Thornton v Shoe Lane Parking – Case Summary

Thornton v Shoe Lane Parking

Court of Appeal

Citations: [1971] 2 QB 163; [1971] 2 WLR 585; [1971] 1 All ER 686; [1971] 1 Lloyd’s Rep 289; [1971] RTR 79; [1971] CLY 1741.

Facts

The claimant parked his car in the defendant’s automated car park for a fee. A notice outside stated the charges and excluded liability for damage to cars. It did not mention anything about personal injury. A pillar near the ticket barrier (further into the premises) displayed eight lengthy ‘conditions’. The second condition stated that the defendant was not liable for any injury sustained on the premises. An automated machine near the barrier produced a ticket when the claimant entered. The ticket stated, in small lettering on the bottom, that it was ‘issued subject to conditions…displayed on the premises.’ The claimant did not see or read any of these notices.

The claimant suffered injury on the premises. They sued the defendant under occupier’s liability. The defendant sought to rely on the exemption condition on the pillar. The claimant disputed whether this clause was part of the contract between the parties.

Issue(s)
  1. Was the exemption condition incorporated into the contract?
Decision

The Court of Appeal held in favour of the claimant. The claimant was not aware of the condition. The defendant had not done enough to give reasonable notice of the condition. Therefore, it was not part of the parties’ contract.

This Case is Authority For…

A normal written clause is not incorporated into an unsigned contract unless:

  1. The claimant is aware of it;
  2. The defendant gave the claimant reasonable notice that the document contains contract terms; or
  3. A reasonable person would realise that the document contained contract terms.

However, where the clause is ‘unusual or onerous’, the defendant must do more. They must ensure that the claimant has reasonable notice of the clause itself, not just the fact that the document contains contractual clauses.

Lord Denning argued that ‘sufficient notice must usually be immediately noticable and eye-catching – ‘printed in red ink with a red hand pointing to it – or something equally startling.’

Lord Denning and Megaw LJ both thought that what constitutes ‘reasonable notice’ depends on the circumstances. A relevant factor is the nature of the intended exemption clause.

Other

Lord Denning thought that the pillar notice could not be binding in any event, because it was only visible to the claimant after the contract was created. The defendant’s offer was the notice at the entrance, which the claimant accepted by driving in. By the time the claimant could have seen the notice on the pillar, it was too late.

The same was true of the words on the ticket. Lord Denning explained that in automated machine cases, the offer is made when the machines’ owner presents the machine as able to accept money. The customer accepts when the put money in the machine. This means that any terms placed on a ticket issued by the machine cannot be contractually binding, because the customer has had no opportunity to refuse them. By the time they see the ticket, there is no way of returning it.

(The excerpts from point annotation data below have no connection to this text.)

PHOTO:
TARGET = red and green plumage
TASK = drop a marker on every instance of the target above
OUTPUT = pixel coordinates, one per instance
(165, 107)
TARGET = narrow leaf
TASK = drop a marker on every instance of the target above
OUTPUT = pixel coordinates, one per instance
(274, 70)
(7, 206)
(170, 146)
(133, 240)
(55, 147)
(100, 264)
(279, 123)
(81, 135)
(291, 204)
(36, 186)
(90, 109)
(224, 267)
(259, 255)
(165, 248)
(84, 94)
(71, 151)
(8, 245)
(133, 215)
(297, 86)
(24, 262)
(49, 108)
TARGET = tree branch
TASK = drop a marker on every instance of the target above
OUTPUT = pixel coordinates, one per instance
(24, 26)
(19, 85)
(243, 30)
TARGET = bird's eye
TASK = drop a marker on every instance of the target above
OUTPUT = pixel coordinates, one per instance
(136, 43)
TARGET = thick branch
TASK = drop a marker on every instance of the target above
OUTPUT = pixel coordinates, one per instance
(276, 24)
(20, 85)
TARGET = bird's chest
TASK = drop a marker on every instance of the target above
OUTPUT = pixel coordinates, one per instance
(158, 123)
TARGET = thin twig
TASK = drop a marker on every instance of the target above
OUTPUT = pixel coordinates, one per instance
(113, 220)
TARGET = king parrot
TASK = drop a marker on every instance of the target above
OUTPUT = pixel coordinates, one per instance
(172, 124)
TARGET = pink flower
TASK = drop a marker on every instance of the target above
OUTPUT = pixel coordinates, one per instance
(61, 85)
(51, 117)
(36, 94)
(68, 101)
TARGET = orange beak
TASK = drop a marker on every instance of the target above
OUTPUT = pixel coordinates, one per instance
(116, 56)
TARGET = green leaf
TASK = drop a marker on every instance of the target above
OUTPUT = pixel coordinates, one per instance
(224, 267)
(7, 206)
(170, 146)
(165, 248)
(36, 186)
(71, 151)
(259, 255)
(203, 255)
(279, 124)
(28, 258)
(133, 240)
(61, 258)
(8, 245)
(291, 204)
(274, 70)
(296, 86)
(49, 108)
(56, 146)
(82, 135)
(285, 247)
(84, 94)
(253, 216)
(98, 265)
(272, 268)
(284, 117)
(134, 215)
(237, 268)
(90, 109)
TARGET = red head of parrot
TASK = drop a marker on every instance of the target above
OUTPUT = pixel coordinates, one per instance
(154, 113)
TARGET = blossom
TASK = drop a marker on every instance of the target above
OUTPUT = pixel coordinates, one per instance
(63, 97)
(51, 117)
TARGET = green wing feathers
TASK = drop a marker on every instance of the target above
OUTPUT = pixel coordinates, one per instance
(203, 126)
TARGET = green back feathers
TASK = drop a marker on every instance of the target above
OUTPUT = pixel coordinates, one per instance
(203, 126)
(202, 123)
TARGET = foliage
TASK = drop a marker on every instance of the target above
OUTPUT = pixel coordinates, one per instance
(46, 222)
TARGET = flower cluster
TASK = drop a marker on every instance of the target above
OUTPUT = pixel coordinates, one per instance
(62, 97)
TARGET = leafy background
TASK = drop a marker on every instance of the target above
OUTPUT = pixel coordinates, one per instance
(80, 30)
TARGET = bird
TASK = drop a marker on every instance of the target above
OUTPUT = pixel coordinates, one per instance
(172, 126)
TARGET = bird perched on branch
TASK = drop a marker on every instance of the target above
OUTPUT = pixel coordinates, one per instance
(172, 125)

This indicates that ‘reasonable notice’ must be given before the contract is created. Megaw LJ agreed, stating that:

‘it is a highly relevant factor in considering whether proper steps were taken fairly to bring that matter to the notice of the plaintiff that the first attempt to bring to his notice the intended inclusion of those conditions was at a time when as a matter of hard reality it would have been practically impossible for him to withdraw from his intended entry upon the premises for the purpose of leaving his car there.’